An asteroid about 45 metres wide has passed closer to Earth than any other known object of its size.
The asteroid known as 2012 DA14 raced past the Earth at a distance of just 27,700 kilometres.
Its arrival was preceded by a damaging meteor event in Russia on Friday but the BBC reports that indications from the meteor's path suggest the two events are unrelated.
The meteor that exploded over central Russia sent fireballs crashing to earth, injured 1200 people as its shockwave shattered windows and damaged buildings.
The asteroid's closest approach was at 8.20am on Saturday (NZT). It passed directly over the eastern Indian Ocean, making for the best viewing in Eastern Europe, Asia and Australia.
But keen viewers everywhere used several live streams of the event on the internet, including a feed from the Jet Propulsion Laboratory at NASA.

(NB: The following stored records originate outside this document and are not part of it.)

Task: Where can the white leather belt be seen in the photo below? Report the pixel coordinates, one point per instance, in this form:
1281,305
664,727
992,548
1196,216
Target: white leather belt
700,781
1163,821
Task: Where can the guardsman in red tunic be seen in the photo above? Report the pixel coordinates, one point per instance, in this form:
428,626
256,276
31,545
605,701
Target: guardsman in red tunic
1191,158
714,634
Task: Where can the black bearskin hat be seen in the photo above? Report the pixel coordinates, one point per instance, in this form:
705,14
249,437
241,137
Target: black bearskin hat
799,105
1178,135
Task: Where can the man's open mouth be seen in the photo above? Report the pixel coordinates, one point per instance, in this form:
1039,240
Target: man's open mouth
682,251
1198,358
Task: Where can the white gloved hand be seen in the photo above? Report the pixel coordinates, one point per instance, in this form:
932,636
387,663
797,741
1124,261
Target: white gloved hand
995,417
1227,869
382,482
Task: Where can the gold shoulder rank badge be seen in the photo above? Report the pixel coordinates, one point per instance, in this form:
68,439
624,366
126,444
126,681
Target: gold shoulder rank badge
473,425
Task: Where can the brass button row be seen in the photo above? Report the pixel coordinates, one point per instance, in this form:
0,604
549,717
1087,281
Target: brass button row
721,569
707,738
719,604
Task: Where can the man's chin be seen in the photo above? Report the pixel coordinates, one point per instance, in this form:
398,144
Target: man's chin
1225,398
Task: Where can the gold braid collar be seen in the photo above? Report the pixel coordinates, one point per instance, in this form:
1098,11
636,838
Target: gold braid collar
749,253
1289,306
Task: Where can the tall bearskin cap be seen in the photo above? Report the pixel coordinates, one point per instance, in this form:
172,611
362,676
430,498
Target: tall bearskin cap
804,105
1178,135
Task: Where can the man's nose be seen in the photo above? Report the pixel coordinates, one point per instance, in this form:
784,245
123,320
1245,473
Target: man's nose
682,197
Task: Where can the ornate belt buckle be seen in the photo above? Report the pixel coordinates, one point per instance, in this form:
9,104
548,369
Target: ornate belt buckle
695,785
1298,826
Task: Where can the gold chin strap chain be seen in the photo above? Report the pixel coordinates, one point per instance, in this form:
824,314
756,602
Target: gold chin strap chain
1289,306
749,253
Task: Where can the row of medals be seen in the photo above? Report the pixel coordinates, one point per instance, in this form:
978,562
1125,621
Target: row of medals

Cloudy conditions prevented most New Zealand astronomers getting a clear view of the phenomenon.
Auckland Astronomical Society president Grant Christie said an amateur astronomer in Gisborne saw the faint star-like object about 3am when it was about 100,000 kilometres from the Earth.
He said the astronomer, John Drummond, is likely to have been the only New Zealand astronomer to have glimpsed the space rock.
The asteroid orbits the Sun in 368 days, a period similar to Earth's year, but does not orbit in the same plane as the Earth.